Passarello, who will be reading at Mother Foucault’s Prince Party this week, made her debut with the 2012 collection Let Me Clear My Throat, an adventurous and surprising journey through the possibilities of the human voice. For her follow-up, out later this month on Sarabande Books, she turns her attention toward animals, particularly those that have been, at least in the human world, famous.

From a sketch of a rhinoceros that created a cultural mythology, to a sitcom horse trained to move its lips on cue, to a wild goat that begins the de-extinction craze, the book’s 16 essays look at the odd ways we as humans have expressed our pull toward animals throughout history. Packed with an assortment of facts, myths, and unexpected connections, each of the book’s essays is a deeply researched ride that presents an almost staggering amount of information.

But the essays are also highly playful, never taking themselves too seriously. In a number of them, Passarello takes some bold chances with form: She fills in the lost sections of a famous cat poem, builds an essay out of a gorilla’s sign language vocabulary, and tells the story of a crocodile inside an Australian student workbook.

And in many of the pieces, Passarello speculates on the history that wasn’t recorded, the parts we can never know. She imagines a prehistoric mammoth hunt, recreates the working relationship between Mozart and his pet starling, and—in the book’s most gloriously absurd moment—delves into a tortoise’s unrequited love for Charles Darwin.

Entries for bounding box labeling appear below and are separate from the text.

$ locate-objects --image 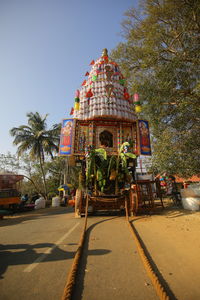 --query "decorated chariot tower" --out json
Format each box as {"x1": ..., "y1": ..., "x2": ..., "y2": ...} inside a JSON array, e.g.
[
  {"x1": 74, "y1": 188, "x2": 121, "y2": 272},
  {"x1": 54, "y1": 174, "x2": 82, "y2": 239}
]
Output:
[{"x1": 59, "y1": 49, "x2": 151, "y2": 216}]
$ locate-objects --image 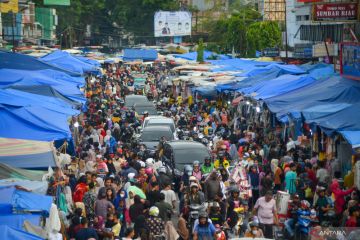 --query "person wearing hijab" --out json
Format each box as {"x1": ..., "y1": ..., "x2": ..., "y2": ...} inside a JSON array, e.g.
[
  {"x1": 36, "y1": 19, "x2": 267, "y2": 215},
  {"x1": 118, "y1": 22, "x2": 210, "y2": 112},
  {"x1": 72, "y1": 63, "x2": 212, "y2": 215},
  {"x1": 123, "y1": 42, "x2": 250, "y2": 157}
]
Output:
[{"x1": 330, "y1": 179, "x2": 355, "y2": 215}]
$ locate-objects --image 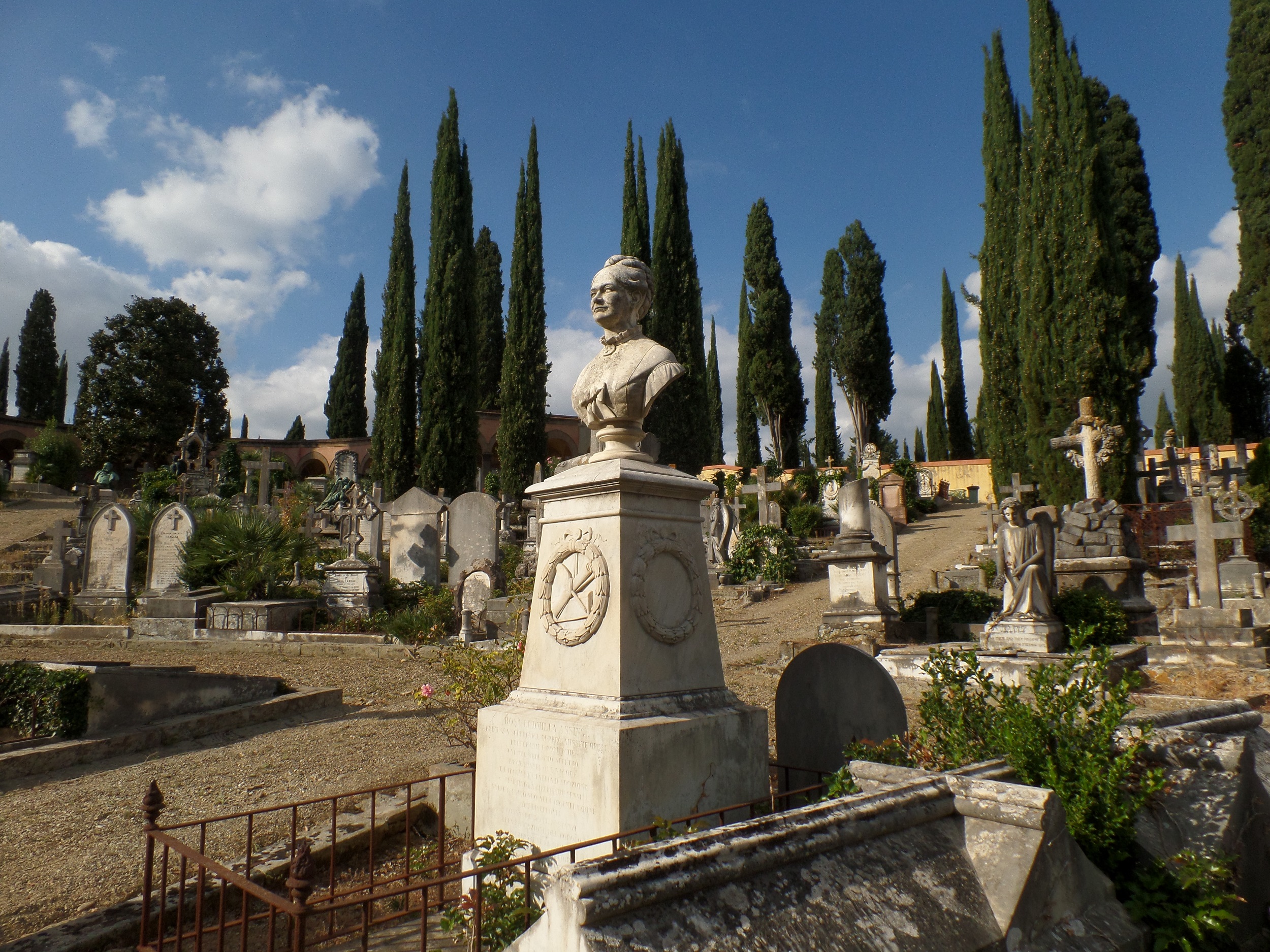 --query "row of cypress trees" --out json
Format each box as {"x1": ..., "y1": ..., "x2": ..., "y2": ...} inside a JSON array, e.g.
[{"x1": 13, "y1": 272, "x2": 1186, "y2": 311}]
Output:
[{"x1": 979, "y1": 0, "x2": 1160, "y2": 503}]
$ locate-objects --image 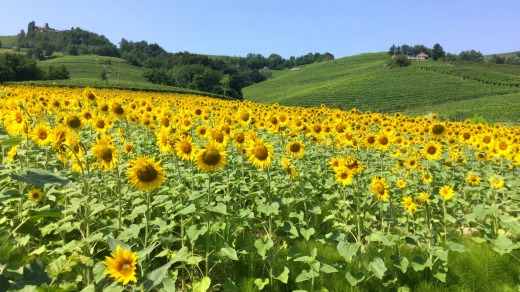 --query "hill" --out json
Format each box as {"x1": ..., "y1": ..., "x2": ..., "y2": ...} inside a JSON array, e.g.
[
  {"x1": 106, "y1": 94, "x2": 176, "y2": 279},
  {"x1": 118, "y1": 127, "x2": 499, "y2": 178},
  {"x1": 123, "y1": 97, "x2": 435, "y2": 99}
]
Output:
[{"x1": 243, "y1": 53, "x2": 520, "y2": 123}]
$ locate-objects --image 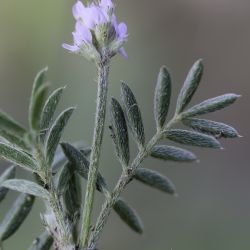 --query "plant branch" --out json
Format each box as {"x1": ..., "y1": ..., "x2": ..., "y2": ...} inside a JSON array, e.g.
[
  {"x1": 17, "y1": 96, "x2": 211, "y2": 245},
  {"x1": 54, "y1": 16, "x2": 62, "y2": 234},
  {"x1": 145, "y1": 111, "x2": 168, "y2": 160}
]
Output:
[{"x1": 80, "y1": 60, "x2": 109, "y2": 248}]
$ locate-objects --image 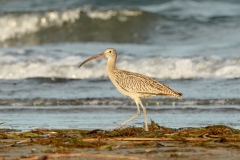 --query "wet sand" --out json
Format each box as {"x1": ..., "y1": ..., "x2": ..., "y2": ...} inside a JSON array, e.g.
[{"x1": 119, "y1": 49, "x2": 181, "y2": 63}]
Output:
[{"x1": 0, "y1": 122, "x2": 240, "y2": 160}]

Throughout, Passarello works as a sort of critical ringmaster, announcing both the sideshow act and our short-sighted desire for it. She entertains as she exhibits our missteps, and points to the ways we project onto—and define ourselves in relation to—animals. In an essay about the most famous bear in the London’s Elizabethan-era “beargarden,” she considers the animal’s spectators. “What did they see?” she writes. “They saw themselves, of course.”